Before a session is actually started, there is a check whether the $_REQUEST superglobal contains a value of crontrigger with a key of option. This occurs only when Aliro is run from a command, such as from a cron timer. In this kind of situation, there is no user, no browser, and it is not appropriate to start a session. Otherwise, we start to set up a session.

A session always needs to know the current time, and then the restrictions on using the URI for passing the session ID, as we just discussed, are enforced. The session name is constructed in an obscured form.

We can check that there is not already a session in operation by checking the return from PHP function session_id. Provided there is no current session, the session data handler is started and PHP is told to use it. Finally, PHP is asked to start the session.

All of this happens early on in the handling of a request, because the main logic gets a session object from the factory class.

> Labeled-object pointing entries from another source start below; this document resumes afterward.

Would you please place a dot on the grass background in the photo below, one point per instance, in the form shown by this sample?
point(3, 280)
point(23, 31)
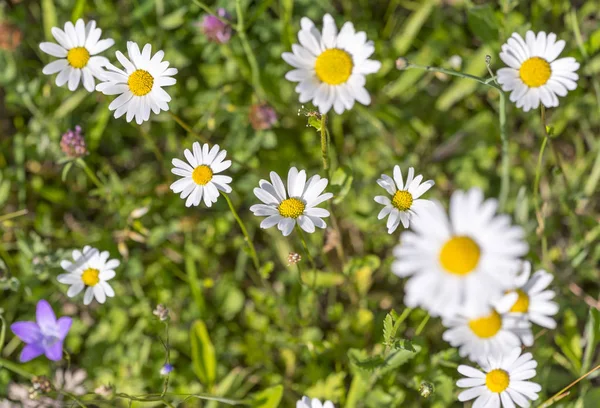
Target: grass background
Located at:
point(314, 342)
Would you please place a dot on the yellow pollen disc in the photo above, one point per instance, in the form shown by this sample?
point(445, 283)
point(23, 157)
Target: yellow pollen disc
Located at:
point(486, 327)
point(497, 380)
point(334, 66)
point(522, 303)
point(202, 175)
point(460, 255)
point(78, 57)
point(535, 72)
point(90, 277)
point(402, 200)
point(291, 208)
point(140, 82)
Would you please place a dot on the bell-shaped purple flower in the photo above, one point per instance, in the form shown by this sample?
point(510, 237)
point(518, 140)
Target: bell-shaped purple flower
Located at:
point(45, 336)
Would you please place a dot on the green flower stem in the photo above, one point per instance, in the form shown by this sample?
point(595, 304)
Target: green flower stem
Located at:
point(241, 29)
point(15, 214)
point(308, 255)
point(90, 173)
point(505, 178)
point(15, 368)
point(253, 254)
point(324, 142)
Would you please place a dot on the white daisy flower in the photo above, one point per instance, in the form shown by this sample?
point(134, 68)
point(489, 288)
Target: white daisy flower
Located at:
point(479, 335)
point(90, 269)
point(502, 383)
point(534, 74)
point(405, 200)
point(331, 66)
point(199, 177)
point(529, 298)
point(462, 262)
point(306, 402)
point(299, 207)
point(139, 86)
point(77, 48)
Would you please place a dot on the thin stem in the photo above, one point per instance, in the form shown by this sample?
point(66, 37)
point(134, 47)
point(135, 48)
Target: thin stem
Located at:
point(491, 82)
point(15, 214)
point(253, 254)
point(559, 394)
point(241, 29)
point(308, 255)
point(324, 142)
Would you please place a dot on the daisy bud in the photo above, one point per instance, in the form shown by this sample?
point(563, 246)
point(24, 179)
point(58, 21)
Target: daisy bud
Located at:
point(401, 63)
point(294, 258)
point(73, 144)
point(161, 312)
point(262, 116)
point(215, 28)
point(10, 36)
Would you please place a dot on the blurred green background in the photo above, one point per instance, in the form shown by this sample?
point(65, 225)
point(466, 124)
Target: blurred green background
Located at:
point(324, 342)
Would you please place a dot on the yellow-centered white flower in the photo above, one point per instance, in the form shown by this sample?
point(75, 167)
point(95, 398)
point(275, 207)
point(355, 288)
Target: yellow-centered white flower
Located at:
point(200, 178)
point(297, 205)
point(502, 383)
point(530, 299)
point(330, 67)
point(534, 73)
point(140, 85)
point(90, 270)
point(478, 335)
point(405, 200)
point(459, 263)
point(77, 48)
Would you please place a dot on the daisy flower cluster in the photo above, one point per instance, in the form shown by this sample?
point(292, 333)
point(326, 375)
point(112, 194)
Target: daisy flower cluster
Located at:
point(465, 264)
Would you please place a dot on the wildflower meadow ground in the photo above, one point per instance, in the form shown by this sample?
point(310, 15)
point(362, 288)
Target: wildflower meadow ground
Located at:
point(300, 203)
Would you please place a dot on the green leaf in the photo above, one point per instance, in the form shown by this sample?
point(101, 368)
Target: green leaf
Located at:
point(269, 398)
point(204, 359)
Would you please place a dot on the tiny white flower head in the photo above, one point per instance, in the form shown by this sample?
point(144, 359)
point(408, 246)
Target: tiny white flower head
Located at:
point(200, 178)
point(90, 270)
point(297, 205)
point(461, 262)
point(502, 383)
point(306, 402)
point(78, 48)
point(529, 298)
point(140, 84)
point(330, 67)
point(405, 200)
point(478, 335)
point(533, 73)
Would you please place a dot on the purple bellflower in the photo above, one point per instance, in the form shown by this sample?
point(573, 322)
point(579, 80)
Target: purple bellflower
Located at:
point(45, 336)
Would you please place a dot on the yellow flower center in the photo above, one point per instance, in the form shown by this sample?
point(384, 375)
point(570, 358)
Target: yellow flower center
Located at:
point(487, 326)
point(78, 57)
point(140, 82)
point(402, 200)
point(535, 72)
point(334, 66)
point(497, 380)
point(460, 255)
point(291, 207)
point(90, 277)
point(202, 175)
point(522, 303)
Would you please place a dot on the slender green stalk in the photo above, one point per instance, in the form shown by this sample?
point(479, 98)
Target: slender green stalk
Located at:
point(254, 68)
point(15, 214)
point(561, 393)
point(253, 254)
point(491, 82)
point(90, 173)
point(324, 142)
point(308, 255)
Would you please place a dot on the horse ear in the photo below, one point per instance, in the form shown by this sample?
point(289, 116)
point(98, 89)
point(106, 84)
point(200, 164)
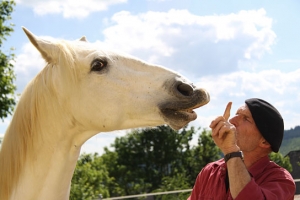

The code illustrated so far is sufficient to set up a session, so that the rest of the system is able to operate within an environment where data can be preserved simply by storing it in $_SESSION. What has not yet been done is to sort out what has to happen when the new session is checked. This is where we can enforce time limits on inactivity. But first a digression on finding the IP address of our client, as used in concocting the session name.

Finding the IP address

Getting an IP address sounds easy enough, especially as PHP provides what appears to be the answer in the $_SERVER super-global. Unfortunately, the availability of proxy browsing means that this will sometimes be the wrong answer. There is no complete or effective way to find out the IP address, but this is the best code I have found so far:

public function getIP() {
if ($this->ipaddress) return $this->ipaddress;
$ip = false;
if (!empty($_SERVER['HTTP_CLIENT_IP']))
$ip = $_SERVER['HTTP_CLIENT_IP'];
if (!empty($_SERVER['HTTP_X_FORWARDED_FOR'])) {
$ips = explode (', ', $_SERVER['HTTP_X_FORWARDED_FOR']);
if ($ip != false) {
array_unshift($ips,$ip);
$ip = false;
}
$count = count($ips);
// Exclude IP addresses that are reserved for LANs
for ($i = 0; $i < $count; $i++) {
if (!preg_match("/^(10|172\.16|192\.168)\./i", $ips[$i])) {
$ip = $ips[$i];
break;
}
}
}
$this->ipaddress = (false == $ip AND isset($_SERVER['REMOTE_ADDR'])) ?
$_SERVER['REMOTE_ADDR'] : $ip;
return $this->ipaddress;
}

The test near the end illustrates the technique of error avoidance mentioned earlier. Writing the test the other way round, as $ip == false, will not create an error if only a single equals sign is coded by mistake. But the meaning will be radically changed!

Validating a session

So now we have the makings of a session, but it is not safe to use the data linked to the session until we have checked that it is currently valid. To keep track of sessions, each one is recorded in the database. A bit of organization is needed around the check of session against database, so it is best to implement a checkValidSession method. This is the method that was used in the getInstance methods for user or administrator:

protected function checkValidSession () {
if ('crontrigger' == @$_REQUEST['option']) return true;
$this->session_id = session_id();
if ($this->session_id) {
// We try to update the time stamp in the matching record of the session
table
$result = $this->updateTime();
if (!$result) {
setcookie('aliroCookieCheck', 'A', time()+365*24*60*60, '/');
$this->saveOrphanData();
$this->session_id = '';
}
return $result;
}
else {
trigger_error(T_('No session ID found, although aliroSession has been
instantiated'));
return false;
}
}

Firstly, a check is needed for the system being run from a command rather than a web request. Otherwise, let's perform a sanity check that we have really started a session. Then use another method updateTime to attempt to update the session record in the database with the current time. If that fails, then we know that the session we are trying to start is not a valid continuation of any existing session. The session ID is made into a null string to suppress any attempt to delete the session from the database. A new ID will be created automatically elsewhere in the code. Also, a cookie is written, really as a check to see whether cookies will be handled by this visitor to our site. The importance of that will become clear when we review how to handle visitors who refuse cookies. Any GET or POST data is saved for an attempt to salvage a user request if the user can successfully login. The return value indicates whether the session passed muster as a continuation of an existing one.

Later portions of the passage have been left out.